PPRuNe Forums - View Single Post - Police involvement in RAF Air Accidents
View Single Post
Old 10th Jul 2012, 09:20
  #29 (permalink)  
keithl
 
Join Date: Feb 2003
Location: Scotland
Age: 77
Posts: 496
Likes: 0
Received 1 Like on 1 Post
Any accident scene is a potential crime scene and therefore the police have primacy, even on-base. As far as I know they always have done.
Just to put that one to rest we need to define "Always". Let me provide two data points. One: In April 1983, I was part of a BoI investigating a JP crash at Elvington. We never saw a policeman from beginning to end. Had we suspected a crime, e.g. sabotage, we would have asked for an RAFP investigation. If that sabotage looked like attempted murder, we'd have passed that aspect of it to the civil police. Neither was the case, and there was NO police involvement.

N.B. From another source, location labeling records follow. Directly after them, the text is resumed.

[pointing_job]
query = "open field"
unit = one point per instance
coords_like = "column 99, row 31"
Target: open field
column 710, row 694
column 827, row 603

Data Point 2. Last year's Red Arrows ground ejection investigation was, I understand, delayed while the BoI waited for the Civ Police to release the seat to them. What the police would have made of an ejection seat I cannot imagine, but that's when I first learnt about "Police Primacy".

Now, between those two dates something changed. The organisation of the RAF has changed out of all recognition in that time, I know. So I repeat my original question. When and Why did this "Police Primacy" phenomenon occur?

Walter Kennedy's helpful contribution indicates it was subsequent to the MoK Chinook, which sounds right. Was that accident the catalyst for the change, or was there something else?

Last edited by keithl; 10th Jul 2012 at 09:52.